Unten gesellten sich mehrere Männer zu den sechs, die den Rammbock schoben, und brachten sich in Stellung. Sie schrie: »Die nächste Kugel trifft!« Sie hörte ein Platschen unter sich. Jemand packte ihren Fuß, legte sein ganzes Gewicht hinein, um sie in die Tiefe zu reißen. Sie wechselte den Revolver in die linke Hand, bekam den Rand des Flügels mit der kräftigeren Rechten zu fassen und hielt sich fest. Wieder ein lautes Krachen, die Scharniere der Tore brachen. Ihr Angreifer, der sich mühte, höheren Halt an ihrem Bein oder ihrem anderen Knöchel zu finden, brachte seinen Kopf in Trittnähe, und sie trat ihm ins Gesicht. Mit einem wortlosen Schrei, der im Tumult der Menge unterging, zog sie sich hinauf, nahm den Revolver wieder in die Rechte und schoss auf beide Seiten des Rammbocks. Dieser verlor den Schwung und verfehlte sein Ziel. Ein Stein traf sie an der Stirn, ein anderer bescherte ihr einen tauben rechten Arm. Der Brunnen war voll von weißem Schaum und zappelnden Gliedern, das Windrad um sie herum vibrierte von Treffern. Irgendetwas traf den Flügel neben ihrem Arm, härter als jeder Stein: eine Pistolenkugel. Hände krallten sich in ihre angewinkelten Beine, zerrissen Stoff und zerkratzten Haut. Über den Rand des Flügels hinweg sah sie fliegende Steine, rudernde Arme und dahinter das Glitzern des Sonnenlichts auf Rüstungen, den Glanz polierter Helme. Einen Herzschlag lang hielt sie sich noch fest. Dann riss man sie los, und sie stürzte zwischen stampfende Leiber in weißes, wogendes Wasser.

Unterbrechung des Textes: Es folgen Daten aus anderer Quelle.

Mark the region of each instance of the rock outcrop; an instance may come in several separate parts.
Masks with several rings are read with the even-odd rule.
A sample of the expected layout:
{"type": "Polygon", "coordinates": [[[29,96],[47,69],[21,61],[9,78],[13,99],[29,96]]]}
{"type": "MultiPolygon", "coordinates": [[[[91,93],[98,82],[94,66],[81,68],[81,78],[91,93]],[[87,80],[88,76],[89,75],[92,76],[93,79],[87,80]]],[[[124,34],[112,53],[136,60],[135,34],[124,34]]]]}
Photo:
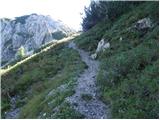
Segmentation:
{"type": "Polygon", "coordinates": [[[43,44],[74,32],[61,21],[37,14],[16,17],[14,20],[3,18],[0,22],[2,62],[15,59],[15,54],[21,46],[26,54],[30,55],[43,44]]]}
{"type": "Polygon", "coordinates": [[[99,41],[96,52],[94,54],[91,55],[92,59],[96,59],[97,58],[97,54],[101,51],[105,51],[107,48],[110,47],[110,43],[109,42],[105,42],[104,39],[102,39],[101,41],[99,41]]]}

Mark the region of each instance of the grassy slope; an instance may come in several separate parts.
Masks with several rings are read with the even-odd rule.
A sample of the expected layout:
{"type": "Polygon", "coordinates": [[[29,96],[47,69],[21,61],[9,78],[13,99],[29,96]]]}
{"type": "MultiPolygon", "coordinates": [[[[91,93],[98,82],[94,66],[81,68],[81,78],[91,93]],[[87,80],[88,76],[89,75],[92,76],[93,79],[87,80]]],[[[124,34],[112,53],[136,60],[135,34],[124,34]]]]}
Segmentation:
{"type": "Polygon", "coordinates": [[[19,96],[16,107],[21,108],[20,118],[82,117],[68,103],[63,103],[67,96],[74,93],[75,78],[85,68],[79,54],[66,45],[57,45],[3,73],[2,117],[10,109],[9,96],[19,96]],[[57,88],[60,85],[67,87],[59,91],[57,88]],[[48,95],[50,91],[55,92],[48,95]],[[53,109],[62,103],[63,107],[53,116],[53,109]]]}
{"type": "Polygon", "coordinates": [[[113,118],[158,118],[158,32],[158,2],[146,2],[112,23],[100,22],[75,39],[91,53],[102,38],[111,44],[98,56],[97,83],[101,99],[111,105],[113,118]],[[128,29],[144,17],[151,18],[153,28],[143,32],[128,29]]]}

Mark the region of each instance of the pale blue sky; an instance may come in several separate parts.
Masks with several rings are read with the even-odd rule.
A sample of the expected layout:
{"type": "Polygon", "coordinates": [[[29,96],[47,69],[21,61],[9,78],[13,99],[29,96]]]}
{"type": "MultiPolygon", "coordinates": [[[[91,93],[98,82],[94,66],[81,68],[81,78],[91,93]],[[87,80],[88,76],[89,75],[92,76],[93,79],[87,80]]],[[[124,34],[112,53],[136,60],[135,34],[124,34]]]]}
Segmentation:
{"type": "Polygon", "coordinates": [[[78,30],[82,22],[80,13],[90,0],[0,0],[0,18],[14,18],[31,13],[50,15],[78,30]]]}

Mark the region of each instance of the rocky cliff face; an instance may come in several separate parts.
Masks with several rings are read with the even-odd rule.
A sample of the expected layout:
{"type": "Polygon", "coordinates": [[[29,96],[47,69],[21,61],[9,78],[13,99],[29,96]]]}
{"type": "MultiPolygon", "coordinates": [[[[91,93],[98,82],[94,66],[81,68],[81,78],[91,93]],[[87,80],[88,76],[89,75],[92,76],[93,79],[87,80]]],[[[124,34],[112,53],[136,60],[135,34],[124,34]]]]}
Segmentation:
{"type": "Polygon", "coordinates": [[[58,40],[73,33],[73,30],[61,21],[37,14],[16,17],[14,20],[4,18],[0,21],[2,62],[15,59],[21,46],[27,54],[51,40],[58,40]]]}

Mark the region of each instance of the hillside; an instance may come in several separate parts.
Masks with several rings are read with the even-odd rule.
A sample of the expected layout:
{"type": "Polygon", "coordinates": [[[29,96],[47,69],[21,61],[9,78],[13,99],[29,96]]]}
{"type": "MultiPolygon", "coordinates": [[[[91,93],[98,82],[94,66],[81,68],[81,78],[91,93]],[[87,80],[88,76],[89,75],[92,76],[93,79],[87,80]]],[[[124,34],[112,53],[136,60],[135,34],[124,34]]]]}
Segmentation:
{"type": "Polygon", "coordinates": [[[0,19],[2,65],[18,59],[22,47],[24,56],[29,56],[51,40],[59,40],[74,31],[50,16],[31,14],[15,19],[0,19]]]}
{"type": "Polygon", "coordinates": [[[159,118],[158,8],[144,2],[2,69],[2,118],[159,118]]]}

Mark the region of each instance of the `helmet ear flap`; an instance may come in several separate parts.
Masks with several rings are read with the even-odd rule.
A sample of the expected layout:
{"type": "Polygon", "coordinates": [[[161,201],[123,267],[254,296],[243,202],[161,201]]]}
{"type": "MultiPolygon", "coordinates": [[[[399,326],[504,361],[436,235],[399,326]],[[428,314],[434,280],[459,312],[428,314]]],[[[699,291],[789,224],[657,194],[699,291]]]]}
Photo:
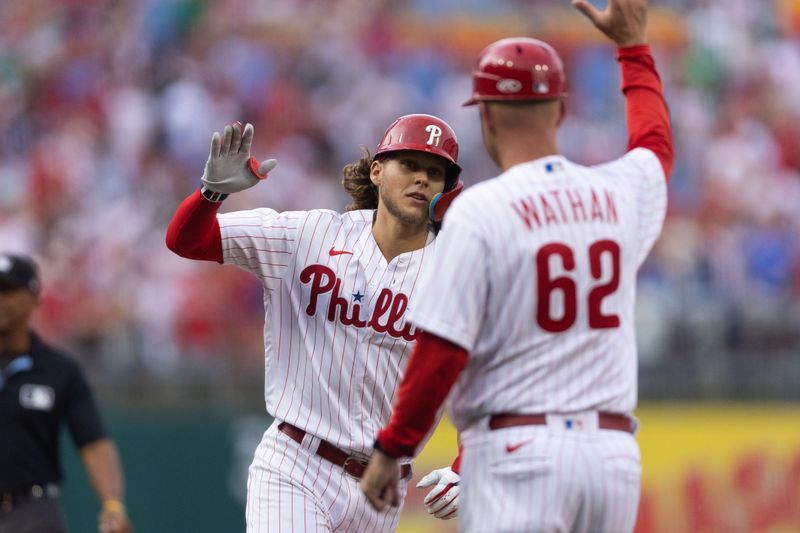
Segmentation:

Als sie wieder zu sich kam, hing sie über dem Beckenrand, trübes, rotes Wasser direkt vor ihrem Gesicht. Jemand hielt ihren Kopf, während sie Schaum und Galle spuckte. Etwas schwappte am Rande ihres Blickfelds. Dann sah sie eine Leiche bäuchlings im Wasser treiben, die ausgebreiteten Arme blutleer und weiß wie ein Fischbauch.